Disamping itu, capaian indikator pembangunan politik masyarakat di Sumatera Utara,
hasil-hasil yang dicapai relevan dengan tujuan pembangunan nasional namun kurang
efektif. Beberapa komponen pembangunan politik yang dininai cukup relevan dan efektif
ialah Gender Development Index dan Gender Empowerment Measurement.
2.Kualitas Sumberdaya Manusia
Pembangunan sumberdaya manusia di Sumatera Utara sangat relevan dengan tujuan
pembangunan secara nasiona. Pada tahun 2008, tren capaian indikator kualitas
sumberdaya manusia di Provinsi Sumatera Utara ternyata lebih tinggi dari tren nasional.
Namun demikian, berdasarkan besaran capaian indikator pembangunan sumberdaya
manusia di Sumatera Utara terlihat tidak efektif. Ditinjau dari masing-masing komponen
kualitas sumberdaya manusia, peningkatan persentase guru sekolah menengah layak
mengajar, tingkat kematian bayi, prevalensi gizi kurang dan prevalensi gizi buruk terlihat
cukup efektif.
78
3.Pembangunan Ekonomi
Pembangunan ekonomi di Provinsi Sumatera Utara terlihat sangat relevan dengan
tujuan pembanguan ekonomi secara nasional.
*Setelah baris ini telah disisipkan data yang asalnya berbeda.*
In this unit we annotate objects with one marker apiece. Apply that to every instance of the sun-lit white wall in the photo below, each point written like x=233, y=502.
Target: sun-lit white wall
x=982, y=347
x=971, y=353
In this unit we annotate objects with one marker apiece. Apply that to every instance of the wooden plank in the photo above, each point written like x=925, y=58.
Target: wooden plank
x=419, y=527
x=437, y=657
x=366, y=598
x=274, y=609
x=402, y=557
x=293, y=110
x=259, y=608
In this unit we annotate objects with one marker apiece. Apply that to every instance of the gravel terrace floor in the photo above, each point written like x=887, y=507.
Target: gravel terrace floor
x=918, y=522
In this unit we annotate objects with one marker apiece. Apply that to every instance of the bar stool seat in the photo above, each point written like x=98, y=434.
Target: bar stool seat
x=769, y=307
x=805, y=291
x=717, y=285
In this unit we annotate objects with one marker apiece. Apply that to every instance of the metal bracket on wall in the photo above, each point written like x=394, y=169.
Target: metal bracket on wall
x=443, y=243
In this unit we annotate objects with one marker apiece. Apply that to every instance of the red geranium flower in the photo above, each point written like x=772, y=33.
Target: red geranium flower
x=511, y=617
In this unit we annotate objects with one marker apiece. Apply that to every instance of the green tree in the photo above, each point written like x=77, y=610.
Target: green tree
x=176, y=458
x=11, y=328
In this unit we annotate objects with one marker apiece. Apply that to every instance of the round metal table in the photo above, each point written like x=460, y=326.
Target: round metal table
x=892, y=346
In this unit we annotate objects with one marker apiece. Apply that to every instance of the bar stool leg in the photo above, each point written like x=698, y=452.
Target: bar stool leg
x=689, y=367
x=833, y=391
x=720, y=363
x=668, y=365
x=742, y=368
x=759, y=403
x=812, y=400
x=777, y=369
Baik di Sumatera Utara maupun secara
nasional, tren capaian indikator secara komposit memperlihatkan penurunan pada
periode 2004-2006, kemudian sama-sama menunjukkan peningkatan yang cukup tajam
dan kemudian menurun lagi dalam periode 2007-2008. Melihat fluktuasi capaian
indikator yang berakhir pada penurunan yang cukup drastis pada tahun 2008 maka
dapat dikatakan pembanguan ekonomi di Sumatera Utara belum cukup efektif.
Beberapa elemen atau komponen pembangunan ekonomi yang terlihat efektif ialah
pertumbuhan ekonomi, dan investasi industri pengolahan
4. Pengelolaan Sumberdaya Alam
Pembangunan sektor sumberdaya alam yang bertujuan peningkatan kualitas
pengelolaan sumberdaya alam juga memperlihatkan relevansi dengan tujuan
pembangunan nasional. Namun demikian, tren capaian indikator pengelolaan
sumberdaya alam di Sumatera Utara yang awalnya lebih tinggi dibandingkan dengan
tren nasional tetapi pada tahun 2007-2008 menjadi jauh lebih rendah. Dengan demikian,
pembanguan sumberdaya alam di Sumatera Utara dapat dikatakan masih kurang
efektif. Tidak ada salah satu komponen dalam indikator sumberdaya alam yang cukup
efektif ditinaju dari tujuan pembangunan nasional.
5. Pembangunan Kesejahteraan Sosial
Pembangunan kesejahteraan sosial di Provinsi Sumatera Utara memperlihatkan tren
capaian yang terus merosot jauh dibawah capaian indikator kesejahteraan sosial secara
nasional. Walaupun dalam periode 2007-2008 capaian indikator mengalami kenaikan
besarannya masih jauh berada dibawah capaian secara nasional. Dengan demikian
dapat dikatakan bahwa pembangunan kesejahteraan sosial di Provinsi Sumatera Utara
terlihat tidak relevan dan juga tidak efektif. Beberapa komponen kesejahteraan sosial
yang masih dapat dipandang efektif ialah pelayanan kesejahteraan sosial bagi anak
terlantar, dan pelayanan orang tua lanjut usia.